Bartosz Naskrecki (X) My personal Move 37 — deeply impressed
Epoch AI (X) FrontierMath results — GPT-5.4 Pro first to solve Tier 4
Kevin Weil (X) Our best and most capable scientific model ever
Personal Test: Planning, Codex & the Verbosity Problem
The hands-on test was building a matchmaking platform for agent builders and organizations — a genuinely difficult, real project. The experience was mixed in revealing ways. GPT-5.4 Thinking is extremely fast, but that speed created problems: it dove into speccing before discussing, fell into training-data defaults rather than listening, and was staggeringly over-verbose — repeating itself, using bullets within lists within numbered lists. It took an annoyed "did I at any point ask you to immediately start building a spec?" to get it to engage properly.
Even once focused, 5.4 wanted to stay in planning mode forever — hundreds of lines confirming what was already discussed — rather than actually building artifacts the way Claude would. When finally pushed into design mode, it was awful visually. Ben Davis called it "hilariously bad at UI stuff." Claude's critique of 5.4's design output was brutal but accurate: "muddy gradient blobs," "no typography hierarchy," "looks like a dark mode template from 2023."

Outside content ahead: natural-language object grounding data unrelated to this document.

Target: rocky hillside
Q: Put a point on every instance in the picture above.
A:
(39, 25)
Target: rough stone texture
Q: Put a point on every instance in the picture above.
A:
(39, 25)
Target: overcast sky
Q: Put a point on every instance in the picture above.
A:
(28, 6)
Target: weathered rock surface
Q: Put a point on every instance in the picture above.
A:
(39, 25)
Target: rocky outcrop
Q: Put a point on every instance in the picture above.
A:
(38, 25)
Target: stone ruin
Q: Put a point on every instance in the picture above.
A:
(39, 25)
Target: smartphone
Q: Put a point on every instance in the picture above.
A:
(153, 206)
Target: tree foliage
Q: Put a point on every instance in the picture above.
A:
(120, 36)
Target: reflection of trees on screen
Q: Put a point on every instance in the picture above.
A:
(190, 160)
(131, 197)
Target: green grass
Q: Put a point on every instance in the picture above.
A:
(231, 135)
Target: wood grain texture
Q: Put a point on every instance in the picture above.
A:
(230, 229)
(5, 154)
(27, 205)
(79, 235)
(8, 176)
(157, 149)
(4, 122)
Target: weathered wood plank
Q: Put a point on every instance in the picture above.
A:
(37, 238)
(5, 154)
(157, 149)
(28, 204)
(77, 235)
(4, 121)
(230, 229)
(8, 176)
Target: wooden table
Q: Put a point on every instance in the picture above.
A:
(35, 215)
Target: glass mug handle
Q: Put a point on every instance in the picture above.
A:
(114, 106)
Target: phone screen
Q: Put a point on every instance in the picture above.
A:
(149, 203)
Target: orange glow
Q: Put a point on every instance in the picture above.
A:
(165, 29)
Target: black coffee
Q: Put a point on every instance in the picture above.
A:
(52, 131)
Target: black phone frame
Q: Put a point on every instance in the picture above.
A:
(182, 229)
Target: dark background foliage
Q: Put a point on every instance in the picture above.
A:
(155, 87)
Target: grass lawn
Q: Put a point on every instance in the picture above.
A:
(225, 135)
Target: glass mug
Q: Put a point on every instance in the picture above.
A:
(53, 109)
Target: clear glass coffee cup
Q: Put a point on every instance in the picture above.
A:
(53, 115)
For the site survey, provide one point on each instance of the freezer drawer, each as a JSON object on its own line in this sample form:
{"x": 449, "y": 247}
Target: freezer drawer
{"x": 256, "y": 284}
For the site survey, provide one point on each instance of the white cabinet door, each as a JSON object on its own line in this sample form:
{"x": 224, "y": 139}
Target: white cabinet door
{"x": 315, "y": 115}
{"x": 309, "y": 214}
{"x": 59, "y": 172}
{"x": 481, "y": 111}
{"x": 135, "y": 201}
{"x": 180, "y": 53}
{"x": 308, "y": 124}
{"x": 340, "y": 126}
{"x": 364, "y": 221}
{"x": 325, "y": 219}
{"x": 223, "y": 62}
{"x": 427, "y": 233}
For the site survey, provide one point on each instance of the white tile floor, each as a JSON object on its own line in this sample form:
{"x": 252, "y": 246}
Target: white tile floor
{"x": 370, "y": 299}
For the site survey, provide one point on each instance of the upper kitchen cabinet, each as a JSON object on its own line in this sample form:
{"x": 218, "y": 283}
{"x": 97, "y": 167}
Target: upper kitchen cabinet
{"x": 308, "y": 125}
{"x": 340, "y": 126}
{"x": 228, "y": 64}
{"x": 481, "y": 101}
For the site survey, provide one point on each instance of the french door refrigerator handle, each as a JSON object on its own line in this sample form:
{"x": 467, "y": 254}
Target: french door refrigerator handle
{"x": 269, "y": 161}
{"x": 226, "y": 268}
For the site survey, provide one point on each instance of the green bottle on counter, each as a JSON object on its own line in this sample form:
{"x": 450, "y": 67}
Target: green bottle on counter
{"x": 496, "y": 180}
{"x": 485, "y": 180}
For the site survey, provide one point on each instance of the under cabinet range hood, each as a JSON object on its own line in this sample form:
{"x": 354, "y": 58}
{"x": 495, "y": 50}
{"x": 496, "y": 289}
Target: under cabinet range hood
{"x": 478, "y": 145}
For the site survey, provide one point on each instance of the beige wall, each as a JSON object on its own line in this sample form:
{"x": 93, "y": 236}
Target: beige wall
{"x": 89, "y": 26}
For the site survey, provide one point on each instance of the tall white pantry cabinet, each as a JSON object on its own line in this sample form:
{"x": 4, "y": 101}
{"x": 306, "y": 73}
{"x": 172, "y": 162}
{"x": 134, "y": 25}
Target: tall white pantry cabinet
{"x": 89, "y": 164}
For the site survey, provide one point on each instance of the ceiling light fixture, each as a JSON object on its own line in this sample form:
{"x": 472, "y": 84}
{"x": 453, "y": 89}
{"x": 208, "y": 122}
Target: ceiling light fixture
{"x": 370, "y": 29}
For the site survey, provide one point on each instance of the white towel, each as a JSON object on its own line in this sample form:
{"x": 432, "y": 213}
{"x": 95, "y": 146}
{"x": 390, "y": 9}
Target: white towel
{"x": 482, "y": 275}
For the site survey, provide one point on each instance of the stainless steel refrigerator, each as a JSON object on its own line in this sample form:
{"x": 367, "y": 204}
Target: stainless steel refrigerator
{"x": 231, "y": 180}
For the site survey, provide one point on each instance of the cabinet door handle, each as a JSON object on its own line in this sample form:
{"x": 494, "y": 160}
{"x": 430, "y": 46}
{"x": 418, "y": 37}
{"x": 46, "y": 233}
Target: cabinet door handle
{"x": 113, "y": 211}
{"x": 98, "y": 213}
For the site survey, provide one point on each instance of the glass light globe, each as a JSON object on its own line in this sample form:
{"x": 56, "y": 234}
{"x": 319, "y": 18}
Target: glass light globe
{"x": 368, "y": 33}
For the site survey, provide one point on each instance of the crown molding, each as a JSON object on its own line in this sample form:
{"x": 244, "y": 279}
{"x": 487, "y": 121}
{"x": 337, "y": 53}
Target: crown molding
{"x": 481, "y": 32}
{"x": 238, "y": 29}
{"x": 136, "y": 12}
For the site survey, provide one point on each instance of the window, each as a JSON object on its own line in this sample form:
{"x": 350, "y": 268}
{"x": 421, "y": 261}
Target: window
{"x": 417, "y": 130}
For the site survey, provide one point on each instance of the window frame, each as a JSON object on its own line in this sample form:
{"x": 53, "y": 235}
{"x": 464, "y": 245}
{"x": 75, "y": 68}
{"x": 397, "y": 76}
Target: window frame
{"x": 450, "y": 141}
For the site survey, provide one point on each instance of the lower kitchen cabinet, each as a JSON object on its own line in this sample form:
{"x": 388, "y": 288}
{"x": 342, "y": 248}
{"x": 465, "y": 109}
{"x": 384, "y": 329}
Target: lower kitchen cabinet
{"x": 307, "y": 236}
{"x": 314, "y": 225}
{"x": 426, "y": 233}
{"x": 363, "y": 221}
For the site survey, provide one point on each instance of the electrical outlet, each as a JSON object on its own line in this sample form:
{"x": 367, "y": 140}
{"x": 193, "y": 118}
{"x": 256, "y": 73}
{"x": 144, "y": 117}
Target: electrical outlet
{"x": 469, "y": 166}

But when it came time to deploy via Codex CLI, things turned around dramatically. The approval system has way less friction than Claude Code. The interstitial updates during long-running tasks — full sentences describing what it's doing — are genuinely better than Claude Code's approach. And the deployment? Zero errors. It just worked, right out of the box, in a way that basically nothing built with Claude Code has.
The Verdict
You'd be doing yourself a disservice not to try GPT-5.4. It's not going to replace Claude for frontend design or for the planning conversation itself — but it's deeply impressive on professional tasks, computer use, and deployment. The weaknesses (verbosity, UI taste, over-eagerness) may be fixable with better system prompts. This was a first test, not a final judgment. Expect 5.4 and Codex to become deeply integrated into the workflow alongside Claude, not instead of it.